US Federal Reserve data for the Kansas City region showed manufacturing activity at -9 in May. This was up from -10 in the previous month.
A negative reading indicates contraction in overall factory activity in the district. The May figure suggests slightly less contraction than the prior month.
Manufacturing Activity Still Contracting
The May manufacturing reading shows continued contraction at -9, which is still well below the threshold for growth. However, this is a slight improvement from the -10 we saw in April. This suggests that while outright bearish bets are logical, the momentum of the decline may be slowing down.
This weak economic data comes as the latest Consumer Price Index report showed core inflation remains persistent, hovering around 3.1% in April 2026. We are seeing traders increase bets on a Federal Reserve rate cut later this year, with December 2026 SOFR futures contracts gaining value.
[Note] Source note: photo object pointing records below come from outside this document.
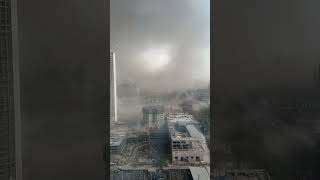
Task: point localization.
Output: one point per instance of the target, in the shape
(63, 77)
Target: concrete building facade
(188, 145)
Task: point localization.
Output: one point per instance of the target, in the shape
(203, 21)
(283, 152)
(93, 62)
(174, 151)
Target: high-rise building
(113, 88)
(10, 125)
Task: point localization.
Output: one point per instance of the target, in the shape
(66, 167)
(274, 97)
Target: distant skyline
(161, 45)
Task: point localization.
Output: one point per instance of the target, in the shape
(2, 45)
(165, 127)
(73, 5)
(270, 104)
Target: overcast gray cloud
(177, 32)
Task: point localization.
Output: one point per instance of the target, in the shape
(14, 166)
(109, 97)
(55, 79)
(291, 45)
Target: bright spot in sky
(155, 59)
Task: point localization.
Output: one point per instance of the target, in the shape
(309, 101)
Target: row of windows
(187, 158)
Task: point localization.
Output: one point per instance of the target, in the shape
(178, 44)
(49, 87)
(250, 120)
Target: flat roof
(199, 173)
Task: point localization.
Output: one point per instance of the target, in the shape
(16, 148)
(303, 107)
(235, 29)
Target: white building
(188, 145)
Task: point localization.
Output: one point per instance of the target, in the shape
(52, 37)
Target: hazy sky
(161, 44)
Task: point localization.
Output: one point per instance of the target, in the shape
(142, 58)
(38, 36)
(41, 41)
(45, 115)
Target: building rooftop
(199, 173)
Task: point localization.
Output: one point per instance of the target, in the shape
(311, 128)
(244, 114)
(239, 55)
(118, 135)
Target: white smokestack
(113, 86)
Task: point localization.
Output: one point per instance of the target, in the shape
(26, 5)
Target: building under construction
(188, 145)
(153, 116)
(187, 173)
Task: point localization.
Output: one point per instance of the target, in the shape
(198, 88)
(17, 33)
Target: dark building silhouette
(10, 154)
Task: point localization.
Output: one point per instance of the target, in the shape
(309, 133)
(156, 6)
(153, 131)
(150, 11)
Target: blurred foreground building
(10, 125)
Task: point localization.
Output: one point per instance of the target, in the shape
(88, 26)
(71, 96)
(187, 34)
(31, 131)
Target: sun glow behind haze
(155, 59)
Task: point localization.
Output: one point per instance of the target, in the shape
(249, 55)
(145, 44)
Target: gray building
(153, 116)
(10, 125)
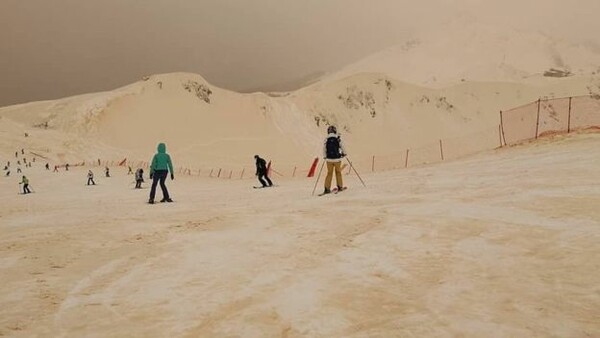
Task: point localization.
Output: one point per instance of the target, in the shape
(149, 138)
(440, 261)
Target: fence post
(569, 123)
(537, 123)
(502, 127)
(373, 164)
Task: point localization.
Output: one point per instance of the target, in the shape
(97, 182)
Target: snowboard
(333, 191)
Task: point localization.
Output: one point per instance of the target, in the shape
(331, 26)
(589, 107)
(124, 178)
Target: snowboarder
(333, 151)
(25, 183)
(160, 166)
(262, 172)
(139, 178)
(91, 178)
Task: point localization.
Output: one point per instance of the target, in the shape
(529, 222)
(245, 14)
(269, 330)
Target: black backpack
(332, 147)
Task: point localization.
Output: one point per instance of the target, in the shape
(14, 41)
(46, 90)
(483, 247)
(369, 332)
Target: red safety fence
(549, 116)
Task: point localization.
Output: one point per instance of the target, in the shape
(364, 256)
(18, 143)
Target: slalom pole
(318, 177)
(356, 172)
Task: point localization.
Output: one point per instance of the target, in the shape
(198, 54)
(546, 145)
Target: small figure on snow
(333, 152)
(160, 167)
(139, 178)
(91, 178)
(262, 172)
(25, 182)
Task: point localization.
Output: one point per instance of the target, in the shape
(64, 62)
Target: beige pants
(331, 166)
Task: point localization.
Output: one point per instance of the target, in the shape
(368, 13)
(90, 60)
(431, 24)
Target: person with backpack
(333, 151)
(160, 167)
(91, 178)
(262, 172)
(25, 182)
(139, 178)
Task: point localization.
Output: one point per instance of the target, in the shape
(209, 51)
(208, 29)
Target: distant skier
(139, 178)
(262, 172)
(91, 178)
(160, 166)
(333, 151)
(25, 183)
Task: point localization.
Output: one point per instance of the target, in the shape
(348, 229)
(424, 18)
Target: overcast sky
(57, 48)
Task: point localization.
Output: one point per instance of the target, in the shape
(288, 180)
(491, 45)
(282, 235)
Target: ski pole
(356, 172)
(318, 177)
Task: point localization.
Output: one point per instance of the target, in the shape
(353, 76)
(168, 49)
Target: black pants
(262, 176)
(159, 176)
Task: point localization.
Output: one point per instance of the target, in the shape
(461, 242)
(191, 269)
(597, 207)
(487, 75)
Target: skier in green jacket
(160, 167)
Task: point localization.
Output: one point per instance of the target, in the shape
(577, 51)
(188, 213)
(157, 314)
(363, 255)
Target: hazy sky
(56, 48)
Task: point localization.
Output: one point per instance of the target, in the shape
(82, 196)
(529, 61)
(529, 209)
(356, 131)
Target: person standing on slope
(139, 178)
(25, 183)
(160, 166)
(91, 178)
(262, 172)
(333, 152)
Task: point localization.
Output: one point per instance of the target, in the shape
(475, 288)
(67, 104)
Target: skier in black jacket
(333, 152)
(261, 172)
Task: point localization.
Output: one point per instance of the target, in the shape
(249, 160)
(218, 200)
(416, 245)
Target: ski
(340, 190)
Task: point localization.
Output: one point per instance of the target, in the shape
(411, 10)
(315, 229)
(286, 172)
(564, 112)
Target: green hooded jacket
(161, 160)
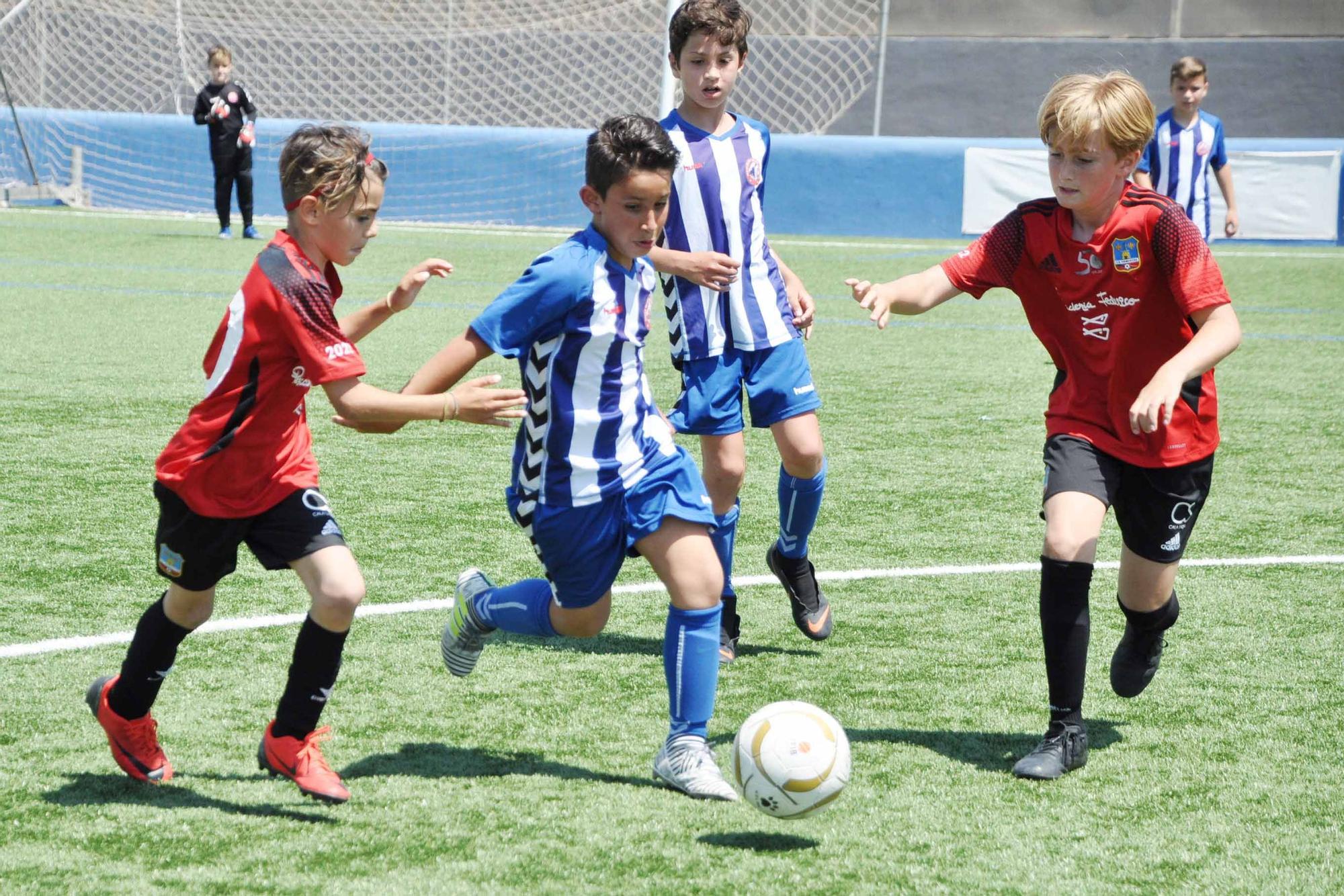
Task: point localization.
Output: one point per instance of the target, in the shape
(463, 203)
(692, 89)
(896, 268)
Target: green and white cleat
(466, 633)
(687, 765)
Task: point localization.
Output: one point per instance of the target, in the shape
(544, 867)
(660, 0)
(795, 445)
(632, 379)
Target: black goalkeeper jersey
(224, 132)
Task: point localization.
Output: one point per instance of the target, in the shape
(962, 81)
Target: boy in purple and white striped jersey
(736, 312)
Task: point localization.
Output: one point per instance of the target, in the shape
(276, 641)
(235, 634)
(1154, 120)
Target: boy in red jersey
(241, 469)
(1122, 291)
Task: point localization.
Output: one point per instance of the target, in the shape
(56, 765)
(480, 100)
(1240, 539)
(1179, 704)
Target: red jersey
(247, 445)
(1109, 312)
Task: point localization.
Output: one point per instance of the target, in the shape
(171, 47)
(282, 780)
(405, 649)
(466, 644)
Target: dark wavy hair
(624, 144)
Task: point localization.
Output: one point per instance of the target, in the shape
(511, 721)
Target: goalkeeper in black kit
(225, 105)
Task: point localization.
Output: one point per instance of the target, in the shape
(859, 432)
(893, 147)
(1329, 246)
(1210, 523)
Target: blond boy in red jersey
(1123, 292)
(241, 469)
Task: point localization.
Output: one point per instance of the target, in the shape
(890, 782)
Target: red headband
(319, 191)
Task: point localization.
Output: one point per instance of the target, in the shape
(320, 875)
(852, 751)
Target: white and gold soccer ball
(791, 760)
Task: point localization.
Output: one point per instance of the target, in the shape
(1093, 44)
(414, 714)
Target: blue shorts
(584, 547)
(779, 384)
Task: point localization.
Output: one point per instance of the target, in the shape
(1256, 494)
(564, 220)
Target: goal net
(436, 81)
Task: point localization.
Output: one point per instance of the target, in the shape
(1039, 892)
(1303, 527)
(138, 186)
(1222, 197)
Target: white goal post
(77, 69)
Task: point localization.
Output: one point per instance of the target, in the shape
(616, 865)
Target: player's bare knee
(189, 609)
(1069, 546)
(341, 597)
(587, 623)
(725, 480)
(803, 463)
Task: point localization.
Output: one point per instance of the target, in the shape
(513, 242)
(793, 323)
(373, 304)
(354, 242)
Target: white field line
(83, 643)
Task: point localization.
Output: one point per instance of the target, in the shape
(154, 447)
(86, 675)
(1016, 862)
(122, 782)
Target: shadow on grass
(442, 761)
(760, 842)
(986, 750)
(87, 789)
(632, 644)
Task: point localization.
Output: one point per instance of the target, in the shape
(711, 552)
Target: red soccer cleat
(303, 762)
(135, 742)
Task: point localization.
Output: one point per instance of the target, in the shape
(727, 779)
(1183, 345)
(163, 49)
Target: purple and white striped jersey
(718, 191)
(1179, 159)
(577, 322)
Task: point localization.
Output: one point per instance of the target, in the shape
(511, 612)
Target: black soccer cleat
(1135, 662)
(730, 629)
(810, 607)
(1064, 749)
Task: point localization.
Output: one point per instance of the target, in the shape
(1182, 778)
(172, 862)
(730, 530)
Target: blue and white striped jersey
(1179, 159)
(718, 191)
(577, 323)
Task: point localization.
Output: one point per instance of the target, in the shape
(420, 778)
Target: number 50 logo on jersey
(1124, 255)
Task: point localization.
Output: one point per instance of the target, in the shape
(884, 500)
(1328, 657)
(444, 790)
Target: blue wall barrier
(907, 187)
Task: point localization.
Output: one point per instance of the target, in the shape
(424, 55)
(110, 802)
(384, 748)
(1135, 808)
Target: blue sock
(724, 537)
(799, 504)
(691, 666)
(523, 608)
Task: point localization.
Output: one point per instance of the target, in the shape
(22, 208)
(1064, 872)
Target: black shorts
(198, 551)
(1155, 507)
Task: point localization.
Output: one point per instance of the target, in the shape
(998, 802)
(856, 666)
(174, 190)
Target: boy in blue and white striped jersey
(597, 476)
(1186, 146)
(737, 315)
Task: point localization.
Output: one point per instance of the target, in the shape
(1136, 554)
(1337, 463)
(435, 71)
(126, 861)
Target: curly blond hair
(327, 162)
(1115, 104)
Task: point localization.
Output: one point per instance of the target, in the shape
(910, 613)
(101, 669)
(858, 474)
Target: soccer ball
(791, 760)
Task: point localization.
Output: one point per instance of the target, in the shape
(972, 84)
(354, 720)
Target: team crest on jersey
(1124, 255)
(752, 170)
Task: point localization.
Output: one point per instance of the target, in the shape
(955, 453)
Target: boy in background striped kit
(1187, 143)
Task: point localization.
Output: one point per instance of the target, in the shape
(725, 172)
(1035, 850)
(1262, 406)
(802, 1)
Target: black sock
(1065, 627)
(312, 676)
(149, 663)
(1154, 621)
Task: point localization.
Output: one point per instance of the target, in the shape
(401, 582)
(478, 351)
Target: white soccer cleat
(687, 765)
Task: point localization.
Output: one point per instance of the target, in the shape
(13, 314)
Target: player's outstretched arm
(1225, 182)
(713, 271)
(364, 322)
(358, 404)
(800, 300)
(912, 295)
(475, 400)
(1218, 337)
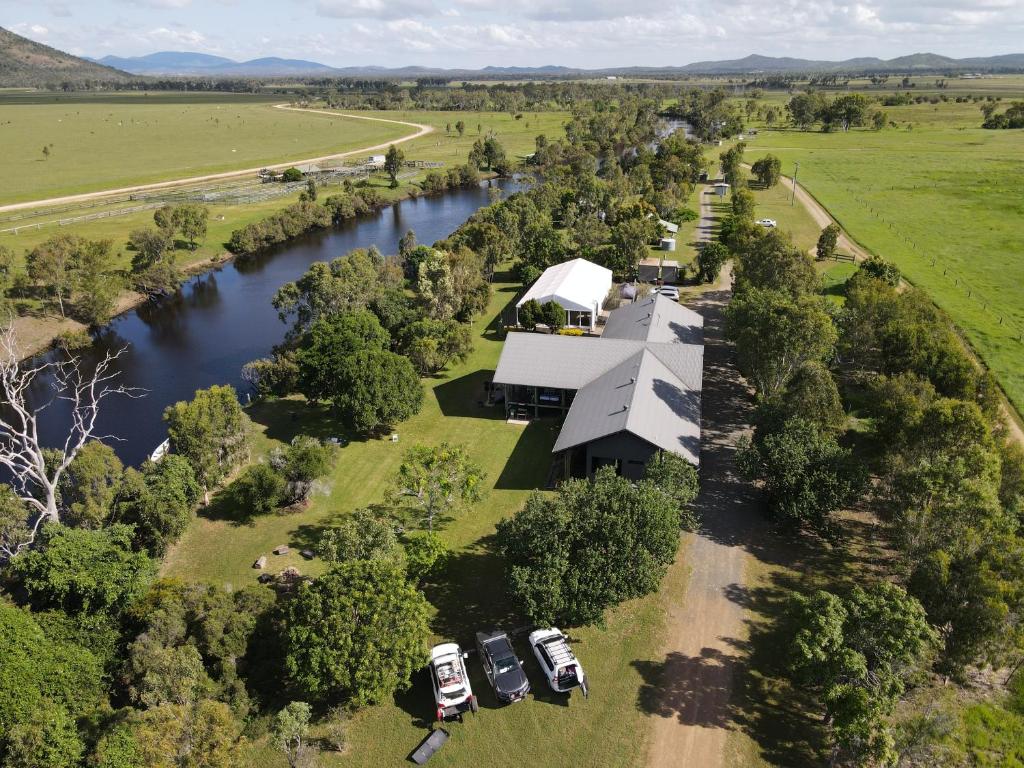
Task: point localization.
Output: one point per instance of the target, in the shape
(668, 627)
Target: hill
(188, 62)
(25, 62)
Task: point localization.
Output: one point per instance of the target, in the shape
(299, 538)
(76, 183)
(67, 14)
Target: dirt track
(700, 653)
(422, 130)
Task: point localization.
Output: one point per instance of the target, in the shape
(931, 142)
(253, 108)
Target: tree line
(929, 453)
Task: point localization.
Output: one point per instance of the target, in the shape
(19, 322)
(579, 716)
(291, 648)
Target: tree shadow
(527, 467)
(694, 690)
(466, 396)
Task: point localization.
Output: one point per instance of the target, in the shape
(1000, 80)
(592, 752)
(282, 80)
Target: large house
(579, 287)
(625, 395)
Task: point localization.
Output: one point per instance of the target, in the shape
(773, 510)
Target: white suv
(557, 660)
(453, 692)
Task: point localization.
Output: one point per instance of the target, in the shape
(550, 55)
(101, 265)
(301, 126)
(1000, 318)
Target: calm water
(222, 320)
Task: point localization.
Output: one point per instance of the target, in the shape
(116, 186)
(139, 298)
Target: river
(221, 320)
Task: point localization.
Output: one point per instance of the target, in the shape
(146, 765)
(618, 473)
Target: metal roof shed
(580, 287)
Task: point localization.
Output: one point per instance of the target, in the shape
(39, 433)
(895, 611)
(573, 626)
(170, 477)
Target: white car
(557, 660)
(453, 693)
(670, 292)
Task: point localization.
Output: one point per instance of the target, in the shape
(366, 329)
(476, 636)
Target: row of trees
(945, 480)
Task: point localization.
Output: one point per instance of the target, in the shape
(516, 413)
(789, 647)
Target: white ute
(557, 660)
(453, 692)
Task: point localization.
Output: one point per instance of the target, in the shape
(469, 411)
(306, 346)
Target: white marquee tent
(580, 287)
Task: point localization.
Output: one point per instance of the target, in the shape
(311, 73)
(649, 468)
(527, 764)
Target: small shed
(650, 270)
(580, 287)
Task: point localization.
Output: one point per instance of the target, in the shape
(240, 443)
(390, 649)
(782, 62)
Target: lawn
(608, 729)
(943, 200)
(125, 139)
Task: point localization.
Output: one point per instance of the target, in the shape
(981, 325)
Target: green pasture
(608, 729)
(121, 140)
(944, 201)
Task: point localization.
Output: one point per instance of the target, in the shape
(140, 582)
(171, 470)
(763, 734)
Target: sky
(523, 33)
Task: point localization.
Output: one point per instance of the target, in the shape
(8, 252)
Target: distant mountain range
(25, 62)
(182, 62)
(186, 62)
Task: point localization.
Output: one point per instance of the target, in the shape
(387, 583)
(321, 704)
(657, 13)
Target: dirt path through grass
(705, 632)
(421, 130)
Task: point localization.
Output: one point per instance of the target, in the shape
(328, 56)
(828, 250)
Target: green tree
(83, 571)
(301, 464)
(773, 262)
(96, 283)
(742, 204)
(677, 477)
(47, 738)
(45, 686)
(436, 481)
(190, 219)
(392, 164)
(776, 335)
(355, 634)
(881, 269)
(591, 546)
(807, 475)
(259, 489)
(732, 169)
(53, 263)
(376, 390)
(211, 432)
(768, 170)
(89, 486)
(158, 502)
(364, 535)
(325, 348)
(711, 259)
(855, 655)
(827, 241)
(433, 344)
(150, 246)
(291, 733)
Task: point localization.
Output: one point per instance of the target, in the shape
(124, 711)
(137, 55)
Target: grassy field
(122, 140)
(608, 729)
(943, 200)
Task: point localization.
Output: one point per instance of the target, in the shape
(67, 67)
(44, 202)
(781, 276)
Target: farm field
(99, 141)
(943, 201)
(607, 729)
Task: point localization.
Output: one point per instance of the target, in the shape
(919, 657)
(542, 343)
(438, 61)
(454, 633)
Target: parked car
(453, 693)
(557, 660)
(502, 667)
(670, 292)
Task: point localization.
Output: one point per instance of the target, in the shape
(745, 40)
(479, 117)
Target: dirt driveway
(691, 708)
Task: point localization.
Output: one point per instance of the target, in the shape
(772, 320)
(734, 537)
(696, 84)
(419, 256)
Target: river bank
(37, 332)
(222, 316)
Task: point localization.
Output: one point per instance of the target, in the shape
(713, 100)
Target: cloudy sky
(476, 33)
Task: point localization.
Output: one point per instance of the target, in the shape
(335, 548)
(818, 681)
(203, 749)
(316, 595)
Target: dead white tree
(36, 470)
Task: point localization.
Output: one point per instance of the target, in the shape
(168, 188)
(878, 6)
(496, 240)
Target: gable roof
(655, 318)
(645, 397)
(577, 284)
(642, 376)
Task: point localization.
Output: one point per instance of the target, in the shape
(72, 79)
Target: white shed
(580, 287)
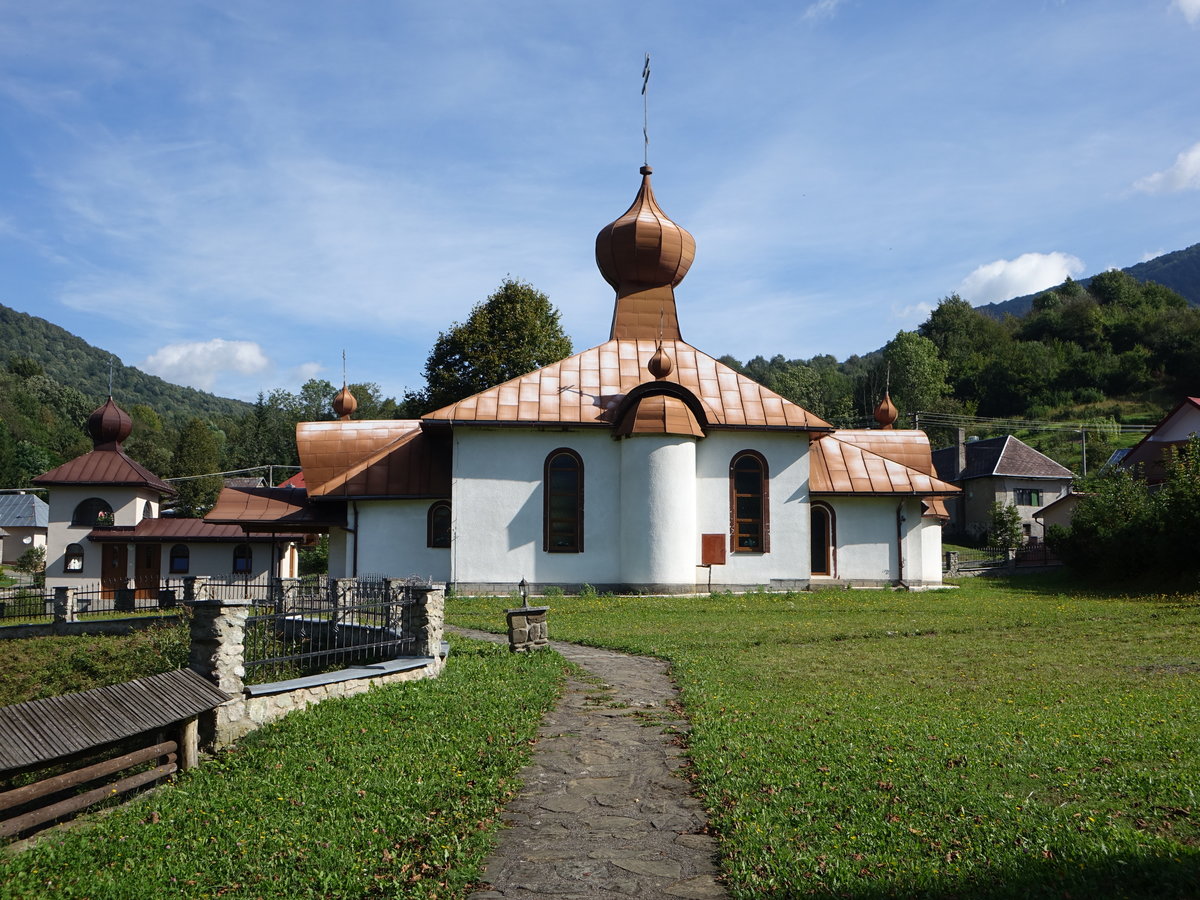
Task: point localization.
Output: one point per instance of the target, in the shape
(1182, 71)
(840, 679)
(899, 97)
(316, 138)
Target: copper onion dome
(108, 426)
(886, 413)
(345, 403)
(643, 255)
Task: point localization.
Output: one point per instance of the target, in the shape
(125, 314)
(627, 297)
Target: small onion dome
(109, 426)
(345, 403)
(643, 246)
(659, 414)
(886, 412)
(660, 364)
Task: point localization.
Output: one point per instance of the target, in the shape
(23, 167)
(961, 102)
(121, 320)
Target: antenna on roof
(646, 112)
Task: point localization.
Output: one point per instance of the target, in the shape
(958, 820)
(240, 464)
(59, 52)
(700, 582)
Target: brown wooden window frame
(73, 555)
(832, 535)
(433, 533)
(244, 551)
(574, 521)
(91, 513)
(738, 523)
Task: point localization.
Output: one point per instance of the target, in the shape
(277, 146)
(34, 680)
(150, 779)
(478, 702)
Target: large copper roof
(587, 388)
(843, 465)
(359, 459)
(105, 467)
(274, 509)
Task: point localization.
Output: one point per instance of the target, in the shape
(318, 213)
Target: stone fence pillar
(64, 606)
(219, 630)
(528, 629)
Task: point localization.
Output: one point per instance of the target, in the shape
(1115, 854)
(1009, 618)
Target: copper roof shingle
(841, 463)
(105, 467)
(585, 389)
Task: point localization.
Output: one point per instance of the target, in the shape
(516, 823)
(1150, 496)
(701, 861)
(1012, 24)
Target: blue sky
(228, 195)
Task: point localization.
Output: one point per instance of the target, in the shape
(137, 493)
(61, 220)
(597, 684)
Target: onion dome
(886, 413)
(108, 426)
(345, 403)
(643, 255)
(660, 364)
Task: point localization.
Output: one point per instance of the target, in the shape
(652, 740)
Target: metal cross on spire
(646, 112)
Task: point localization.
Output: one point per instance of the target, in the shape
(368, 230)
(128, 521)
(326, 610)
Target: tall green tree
(511, 333)
(196, 454)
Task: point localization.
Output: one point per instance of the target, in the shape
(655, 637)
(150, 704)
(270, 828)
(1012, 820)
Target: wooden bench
(161, 709)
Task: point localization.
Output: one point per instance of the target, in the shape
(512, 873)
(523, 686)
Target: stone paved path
(603, 810)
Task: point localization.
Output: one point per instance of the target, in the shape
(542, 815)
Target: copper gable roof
(1000, 456)
(587, 388)
(190, 531)
(843, 465)
(105, 467)
(363, 459)
(274, 509)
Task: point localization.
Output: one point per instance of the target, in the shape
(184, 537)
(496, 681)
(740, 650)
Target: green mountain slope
(1179, 270)
(75, 363)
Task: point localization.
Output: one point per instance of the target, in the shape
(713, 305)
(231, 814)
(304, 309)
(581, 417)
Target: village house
(639, 465)
(1005, 471)
(105, 525)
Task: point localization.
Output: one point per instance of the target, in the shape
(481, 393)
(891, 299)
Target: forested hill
(76, 364)
(1180, 271)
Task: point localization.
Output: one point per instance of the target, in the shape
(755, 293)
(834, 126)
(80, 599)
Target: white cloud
(1183, 175)
(826, 9)
(1006, 279)
(199, 363)
(1191, 10)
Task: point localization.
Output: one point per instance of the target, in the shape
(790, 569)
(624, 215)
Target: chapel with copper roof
(641, 463)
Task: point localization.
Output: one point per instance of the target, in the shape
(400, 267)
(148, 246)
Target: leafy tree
(1005, 527)
(196, 454)
(917, 372)
(514, 331)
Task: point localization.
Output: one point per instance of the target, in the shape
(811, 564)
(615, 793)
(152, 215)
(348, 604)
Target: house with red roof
(641, 463)
(106, 527)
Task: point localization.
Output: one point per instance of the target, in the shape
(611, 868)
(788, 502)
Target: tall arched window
(825, 555)
(749, 526)
(243, 559)
(563, 520)
(91, 513)
(437, 525)
(72, 561)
The market is now pricing in a greater chance the Fed will act to support the economy, even if inflation isn’t fully contained.
We should look at options on industrial sector ETFs, as these companies are most directly affected by manufacturing activity. Buying protective put options can hedge against further weakness, but the slight improvement in the data also makes selling call spreads an attractive strategy to capture premium. This approach is reminiscent of the trading environment we saw in 2025 when the economy was also adjusting to the lagged effects of earlier Fed policy.
This kind of conflicting signal, showing both weakness and a marginal improvement, often adds to market uncertainty.
Positioning For Higher Volatility
We anticipate a potential rise in the VIX index, which has been trading near its historical lows recently. Call options on the VIX could serve as an inexpensive hedge for a broader portfolio against any sudden economic shocks in the next few weeks.